When I joined AMP back in 2005 I had already been in the industry about 2 years. In those days they laid on an all-expenses 10-day training boot camp for "new advisers" in Sydney. After less than 6 months back in NZ, out of the 6 who went I was the only one left. At the time AMP had a full support package including the training, and thousands of dollars in payments, over two years, to the practice and the adviser to support their income and development.
If a package like that doesn't work, nothing will. Because throwing money at it is not the answer.
And nor, I might say is buying leads and 'contact services'. How's about just getting off your butt and seeing some people! That's how you make sales!
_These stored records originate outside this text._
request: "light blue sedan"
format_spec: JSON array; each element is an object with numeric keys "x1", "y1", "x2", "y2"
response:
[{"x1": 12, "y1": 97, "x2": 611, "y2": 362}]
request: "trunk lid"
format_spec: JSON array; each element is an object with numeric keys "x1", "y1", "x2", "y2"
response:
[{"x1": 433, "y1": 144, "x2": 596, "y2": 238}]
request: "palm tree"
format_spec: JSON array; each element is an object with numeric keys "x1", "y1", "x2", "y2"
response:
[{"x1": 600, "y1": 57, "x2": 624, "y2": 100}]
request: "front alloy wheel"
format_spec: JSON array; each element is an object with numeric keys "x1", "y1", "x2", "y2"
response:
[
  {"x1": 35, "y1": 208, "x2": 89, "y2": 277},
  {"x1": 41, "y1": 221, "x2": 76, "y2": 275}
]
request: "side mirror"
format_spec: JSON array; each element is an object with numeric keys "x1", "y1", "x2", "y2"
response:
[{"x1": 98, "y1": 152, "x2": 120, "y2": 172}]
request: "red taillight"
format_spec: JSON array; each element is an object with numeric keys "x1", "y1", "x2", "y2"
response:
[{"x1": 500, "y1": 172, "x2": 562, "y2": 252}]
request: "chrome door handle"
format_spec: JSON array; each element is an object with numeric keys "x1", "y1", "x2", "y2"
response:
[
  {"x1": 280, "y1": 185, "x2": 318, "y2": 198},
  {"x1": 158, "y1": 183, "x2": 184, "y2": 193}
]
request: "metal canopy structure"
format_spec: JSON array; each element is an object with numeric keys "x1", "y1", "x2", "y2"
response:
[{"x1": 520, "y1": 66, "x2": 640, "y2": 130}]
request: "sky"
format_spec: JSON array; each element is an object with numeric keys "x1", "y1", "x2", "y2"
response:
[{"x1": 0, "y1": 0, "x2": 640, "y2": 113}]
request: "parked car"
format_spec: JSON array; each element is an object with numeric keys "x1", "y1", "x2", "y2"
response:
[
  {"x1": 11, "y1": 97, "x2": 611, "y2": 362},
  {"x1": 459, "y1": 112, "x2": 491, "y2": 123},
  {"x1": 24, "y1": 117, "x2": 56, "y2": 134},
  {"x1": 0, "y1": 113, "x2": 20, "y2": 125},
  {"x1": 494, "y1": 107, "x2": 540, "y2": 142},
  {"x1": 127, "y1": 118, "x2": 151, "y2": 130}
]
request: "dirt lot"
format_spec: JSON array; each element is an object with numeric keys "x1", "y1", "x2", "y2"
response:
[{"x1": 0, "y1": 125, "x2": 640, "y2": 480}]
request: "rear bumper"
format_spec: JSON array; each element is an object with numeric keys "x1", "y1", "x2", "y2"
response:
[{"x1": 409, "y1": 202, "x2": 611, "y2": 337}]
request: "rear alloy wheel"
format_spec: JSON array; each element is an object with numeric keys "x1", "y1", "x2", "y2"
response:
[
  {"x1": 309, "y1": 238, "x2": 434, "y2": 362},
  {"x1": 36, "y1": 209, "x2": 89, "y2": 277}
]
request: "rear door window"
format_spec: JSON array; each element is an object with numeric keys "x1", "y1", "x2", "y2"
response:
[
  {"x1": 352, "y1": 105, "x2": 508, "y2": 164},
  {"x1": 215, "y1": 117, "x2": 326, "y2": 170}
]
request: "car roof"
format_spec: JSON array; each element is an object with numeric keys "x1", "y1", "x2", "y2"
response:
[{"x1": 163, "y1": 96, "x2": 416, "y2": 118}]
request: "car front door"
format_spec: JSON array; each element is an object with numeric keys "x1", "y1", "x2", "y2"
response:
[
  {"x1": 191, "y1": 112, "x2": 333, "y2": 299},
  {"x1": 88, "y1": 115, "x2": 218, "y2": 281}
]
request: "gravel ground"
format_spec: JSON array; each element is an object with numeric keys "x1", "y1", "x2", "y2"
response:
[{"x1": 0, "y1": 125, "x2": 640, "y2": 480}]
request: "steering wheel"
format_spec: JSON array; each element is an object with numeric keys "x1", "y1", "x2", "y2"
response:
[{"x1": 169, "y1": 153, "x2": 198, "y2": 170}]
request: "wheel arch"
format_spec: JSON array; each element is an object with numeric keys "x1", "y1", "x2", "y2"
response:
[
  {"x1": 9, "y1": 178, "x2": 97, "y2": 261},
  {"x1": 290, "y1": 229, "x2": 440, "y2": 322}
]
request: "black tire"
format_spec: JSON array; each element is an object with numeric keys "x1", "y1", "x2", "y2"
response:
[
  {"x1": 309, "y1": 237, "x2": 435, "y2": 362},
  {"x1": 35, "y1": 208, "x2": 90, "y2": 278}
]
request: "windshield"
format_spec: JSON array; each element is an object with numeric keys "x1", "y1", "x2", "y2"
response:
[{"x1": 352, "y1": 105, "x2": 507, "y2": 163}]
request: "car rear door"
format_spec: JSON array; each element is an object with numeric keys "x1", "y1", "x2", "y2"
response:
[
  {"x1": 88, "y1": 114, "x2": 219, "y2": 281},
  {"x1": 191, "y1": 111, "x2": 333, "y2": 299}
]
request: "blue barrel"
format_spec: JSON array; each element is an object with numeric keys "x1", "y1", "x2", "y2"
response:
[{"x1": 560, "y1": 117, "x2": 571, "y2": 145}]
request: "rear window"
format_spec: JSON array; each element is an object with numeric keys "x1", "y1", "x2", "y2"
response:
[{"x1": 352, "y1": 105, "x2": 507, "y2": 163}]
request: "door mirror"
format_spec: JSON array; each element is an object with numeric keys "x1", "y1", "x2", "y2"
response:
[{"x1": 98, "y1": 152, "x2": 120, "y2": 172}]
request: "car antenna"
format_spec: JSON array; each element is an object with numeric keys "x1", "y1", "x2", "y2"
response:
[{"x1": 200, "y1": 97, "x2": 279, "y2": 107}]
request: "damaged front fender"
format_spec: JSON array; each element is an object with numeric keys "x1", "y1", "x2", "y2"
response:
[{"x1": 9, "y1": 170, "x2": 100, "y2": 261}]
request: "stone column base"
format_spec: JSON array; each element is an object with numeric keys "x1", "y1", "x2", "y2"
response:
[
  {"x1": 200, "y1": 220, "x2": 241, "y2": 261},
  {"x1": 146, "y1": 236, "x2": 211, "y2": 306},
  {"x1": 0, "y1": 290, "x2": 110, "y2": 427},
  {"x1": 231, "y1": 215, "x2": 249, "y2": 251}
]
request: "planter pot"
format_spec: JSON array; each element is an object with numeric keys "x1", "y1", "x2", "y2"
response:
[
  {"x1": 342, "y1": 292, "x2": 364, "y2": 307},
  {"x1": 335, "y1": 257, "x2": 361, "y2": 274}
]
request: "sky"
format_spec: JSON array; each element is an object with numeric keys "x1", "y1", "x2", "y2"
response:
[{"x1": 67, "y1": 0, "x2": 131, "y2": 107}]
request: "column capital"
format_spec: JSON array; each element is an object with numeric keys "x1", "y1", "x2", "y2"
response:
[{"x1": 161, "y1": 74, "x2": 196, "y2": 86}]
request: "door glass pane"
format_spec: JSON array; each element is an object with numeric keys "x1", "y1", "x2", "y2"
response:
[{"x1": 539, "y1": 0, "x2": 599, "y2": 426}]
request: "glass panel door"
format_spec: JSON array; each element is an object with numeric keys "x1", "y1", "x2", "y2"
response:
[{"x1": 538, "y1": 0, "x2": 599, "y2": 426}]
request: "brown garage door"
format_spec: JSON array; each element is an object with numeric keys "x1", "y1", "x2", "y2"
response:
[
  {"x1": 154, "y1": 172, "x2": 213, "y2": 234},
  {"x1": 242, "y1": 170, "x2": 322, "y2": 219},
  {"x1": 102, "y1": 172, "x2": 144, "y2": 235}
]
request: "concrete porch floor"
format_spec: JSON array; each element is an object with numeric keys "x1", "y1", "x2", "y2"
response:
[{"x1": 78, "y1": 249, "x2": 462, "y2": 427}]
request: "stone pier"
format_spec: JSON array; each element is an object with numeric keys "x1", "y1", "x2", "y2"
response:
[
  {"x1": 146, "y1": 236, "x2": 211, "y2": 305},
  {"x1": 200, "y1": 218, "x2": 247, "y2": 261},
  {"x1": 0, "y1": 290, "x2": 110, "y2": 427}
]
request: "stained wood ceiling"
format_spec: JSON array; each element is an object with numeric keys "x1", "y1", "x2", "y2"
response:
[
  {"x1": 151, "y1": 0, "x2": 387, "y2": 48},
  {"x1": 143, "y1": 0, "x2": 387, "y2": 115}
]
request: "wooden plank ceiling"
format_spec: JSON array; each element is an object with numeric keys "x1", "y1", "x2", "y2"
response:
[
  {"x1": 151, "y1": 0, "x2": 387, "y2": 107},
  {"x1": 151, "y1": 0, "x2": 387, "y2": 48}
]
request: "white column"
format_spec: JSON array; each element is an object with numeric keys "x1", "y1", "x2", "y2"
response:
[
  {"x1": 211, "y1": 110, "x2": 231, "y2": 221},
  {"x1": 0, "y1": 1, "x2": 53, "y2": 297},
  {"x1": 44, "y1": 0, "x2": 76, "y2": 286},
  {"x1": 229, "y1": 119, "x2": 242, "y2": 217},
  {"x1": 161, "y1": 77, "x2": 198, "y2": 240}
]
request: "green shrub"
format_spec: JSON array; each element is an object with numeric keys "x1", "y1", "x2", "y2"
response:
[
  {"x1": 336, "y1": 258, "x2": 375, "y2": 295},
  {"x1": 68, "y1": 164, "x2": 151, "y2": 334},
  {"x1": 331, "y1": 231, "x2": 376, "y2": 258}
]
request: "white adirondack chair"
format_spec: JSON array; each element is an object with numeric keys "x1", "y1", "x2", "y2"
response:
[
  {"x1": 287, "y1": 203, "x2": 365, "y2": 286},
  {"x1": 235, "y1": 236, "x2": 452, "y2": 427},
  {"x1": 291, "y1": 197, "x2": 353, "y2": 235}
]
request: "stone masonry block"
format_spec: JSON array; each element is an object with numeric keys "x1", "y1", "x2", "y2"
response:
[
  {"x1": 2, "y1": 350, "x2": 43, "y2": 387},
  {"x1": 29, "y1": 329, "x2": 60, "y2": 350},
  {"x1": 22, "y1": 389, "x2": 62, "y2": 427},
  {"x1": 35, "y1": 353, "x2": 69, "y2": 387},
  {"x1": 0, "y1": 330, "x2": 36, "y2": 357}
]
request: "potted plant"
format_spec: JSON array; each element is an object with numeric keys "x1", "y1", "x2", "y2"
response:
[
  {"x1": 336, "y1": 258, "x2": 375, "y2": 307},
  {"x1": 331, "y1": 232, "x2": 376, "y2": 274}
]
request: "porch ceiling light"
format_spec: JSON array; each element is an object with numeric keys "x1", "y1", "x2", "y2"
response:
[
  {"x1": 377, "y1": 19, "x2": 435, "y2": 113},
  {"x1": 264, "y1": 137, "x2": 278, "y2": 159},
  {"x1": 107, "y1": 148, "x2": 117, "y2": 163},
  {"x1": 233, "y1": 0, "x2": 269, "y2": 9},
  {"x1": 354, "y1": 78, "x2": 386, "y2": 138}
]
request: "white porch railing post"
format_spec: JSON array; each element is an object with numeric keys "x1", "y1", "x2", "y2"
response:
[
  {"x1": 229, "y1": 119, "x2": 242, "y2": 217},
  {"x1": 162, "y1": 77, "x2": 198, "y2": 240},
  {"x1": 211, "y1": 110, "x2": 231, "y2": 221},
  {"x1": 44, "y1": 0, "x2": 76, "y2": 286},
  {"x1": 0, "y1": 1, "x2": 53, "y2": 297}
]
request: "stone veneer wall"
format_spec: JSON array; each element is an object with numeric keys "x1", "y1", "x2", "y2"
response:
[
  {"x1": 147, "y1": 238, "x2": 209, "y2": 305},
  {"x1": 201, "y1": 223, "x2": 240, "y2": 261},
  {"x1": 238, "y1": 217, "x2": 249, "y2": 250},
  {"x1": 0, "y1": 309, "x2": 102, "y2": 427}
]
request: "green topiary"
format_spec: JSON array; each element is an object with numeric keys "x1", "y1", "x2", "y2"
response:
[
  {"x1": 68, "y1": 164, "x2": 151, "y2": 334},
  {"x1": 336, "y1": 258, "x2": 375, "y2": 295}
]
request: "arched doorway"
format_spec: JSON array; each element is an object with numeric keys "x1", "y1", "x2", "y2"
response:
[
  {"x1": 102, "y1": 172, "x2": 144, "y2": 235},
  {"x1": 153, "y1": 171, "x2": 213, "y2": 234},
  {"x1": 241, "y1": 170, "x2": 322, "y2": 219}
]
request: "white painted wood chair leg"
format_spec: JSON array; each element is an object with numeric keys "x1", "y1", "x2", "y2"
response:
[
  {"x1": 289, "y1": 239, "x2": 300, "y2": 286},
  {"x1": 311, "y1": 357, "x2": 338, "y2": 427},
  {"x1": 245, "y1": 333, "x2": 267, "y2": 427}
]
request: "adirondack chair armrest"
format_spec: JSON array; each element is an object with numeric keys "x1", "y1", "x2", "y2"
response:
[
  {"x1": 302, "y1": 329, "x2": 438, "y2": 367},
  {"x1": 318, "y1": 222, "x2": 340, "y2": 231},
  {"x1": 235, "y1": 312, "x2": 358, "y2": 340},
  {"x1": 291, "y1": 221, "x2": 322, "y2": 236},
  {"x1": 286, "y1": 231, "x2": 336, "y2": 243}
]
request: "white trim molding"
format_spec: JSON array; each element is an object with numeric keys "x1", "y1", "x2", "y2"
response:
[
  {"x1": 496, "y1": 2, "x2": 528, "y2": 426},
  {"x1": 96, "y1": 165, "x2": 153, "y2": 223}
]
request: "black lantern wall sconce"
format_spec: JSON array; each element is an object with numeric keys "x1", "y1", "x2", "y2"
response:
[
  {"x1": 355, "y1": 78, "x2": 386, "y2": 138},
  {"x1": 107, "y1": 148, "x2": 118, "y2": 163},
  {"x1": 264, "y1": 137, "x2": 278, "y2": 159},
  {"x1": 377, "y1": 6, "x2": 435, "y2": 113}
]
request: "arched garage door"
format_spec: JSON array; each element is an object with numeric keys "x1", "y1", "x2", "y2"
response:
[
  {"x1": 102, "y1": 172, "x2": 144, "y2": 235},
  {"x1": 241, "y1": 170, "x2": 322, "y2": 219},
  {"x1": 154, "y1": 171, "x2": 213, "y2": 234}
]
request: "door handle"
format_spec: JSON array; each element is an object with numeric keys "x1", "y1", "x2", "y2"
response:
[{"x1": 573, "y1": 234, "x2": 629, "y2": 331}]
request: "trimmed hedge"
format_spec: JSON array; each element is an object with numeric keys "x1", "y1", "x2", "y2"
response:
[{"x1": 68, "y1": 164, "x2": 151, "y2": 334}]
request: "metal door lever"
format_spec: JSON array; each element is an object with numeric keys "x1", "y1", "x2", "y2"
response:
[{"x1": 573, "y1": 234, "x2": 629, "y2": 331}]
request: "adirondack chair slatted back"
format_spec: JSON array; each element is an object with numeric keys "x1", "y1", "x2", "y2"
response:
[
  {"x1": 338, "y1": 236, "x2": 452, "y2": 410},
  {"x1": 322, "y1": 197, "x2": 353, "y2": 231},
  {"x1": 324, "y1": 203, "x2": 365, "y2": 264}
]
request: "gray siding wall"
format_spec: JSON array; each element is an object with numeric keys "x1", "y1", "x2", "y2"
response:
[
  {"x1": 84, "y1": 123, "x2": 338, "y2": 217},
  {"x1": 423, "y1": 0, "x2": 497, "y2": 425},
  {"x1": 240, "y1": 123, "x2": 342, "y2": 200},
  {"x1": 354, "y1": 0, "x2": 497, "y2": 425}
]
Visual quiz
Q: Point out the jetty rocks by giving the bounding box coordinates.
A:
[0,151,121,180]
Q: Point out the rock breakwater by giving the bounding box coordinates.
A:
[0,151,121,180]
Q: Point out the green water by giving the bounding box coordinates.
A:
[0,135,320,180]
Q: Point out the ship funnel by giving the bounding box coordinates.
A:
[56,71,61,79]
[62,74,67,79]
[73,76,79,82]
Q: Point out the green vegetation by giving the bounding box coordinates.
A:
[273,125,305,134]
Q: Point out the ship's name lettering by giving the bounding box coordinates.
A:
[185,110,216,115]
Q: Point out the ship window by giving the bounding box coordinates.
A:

2. The costs of compliance - new blood are likely to be young and still have student loans to repay, to ask them to incur more debt even before the journey begins and they don't even know if they will even reach their destination?
Lastly, my advice to new advisers is to treat this as your business and don't expect to be spoon fed with leads. This business is no different from starting a take-away, you look for your customers, nobody will give them to you. Look at your advantage over other businesses, you have no plant & equipment to purchase, neither do you have to keep an inventory of stocks. In other words, your overheads, is YOU, but having said that, I must admit #1 & 2 above does not help.
Next, place clients before self - it takes time, but once you've gain your clients' confidence, only you can make yourself fail.
Maybe things have changed over the years, or is it just NZ?
Finally, and yes, sadly, poor regulations have caused many good advisers to leave the industry. I am all for regulation to weed out the cowboys.
When I started a few moons ago was given C and D clients to see..better then doing it cold...with little experience managed to keep my head above water and earn some commission...no renewals and no ownership of clients....then after a few months with training got the hang of it and prospected myself..friends, contacts, groups etc etc..hard work. But that was 20 odd years ago...now I reckon it would be easier to do it cold..especially with the groups that are out there..re lead generation programmes etc etc...just knock on the right doors and someone will help you ....they all want the business...push those buttons instead of pleading a sad sack story...you do make yourself look a bit dim Nicola....good luck.
This is why I initiated this business venture. A business partner operates the venture as I am busy in my own practice. She is not in financial services but turned 60 health clubs in South Africa from near liquidation to a success through telemarketing campaigns and teaching her sales teams the importance of referrals. Always ask...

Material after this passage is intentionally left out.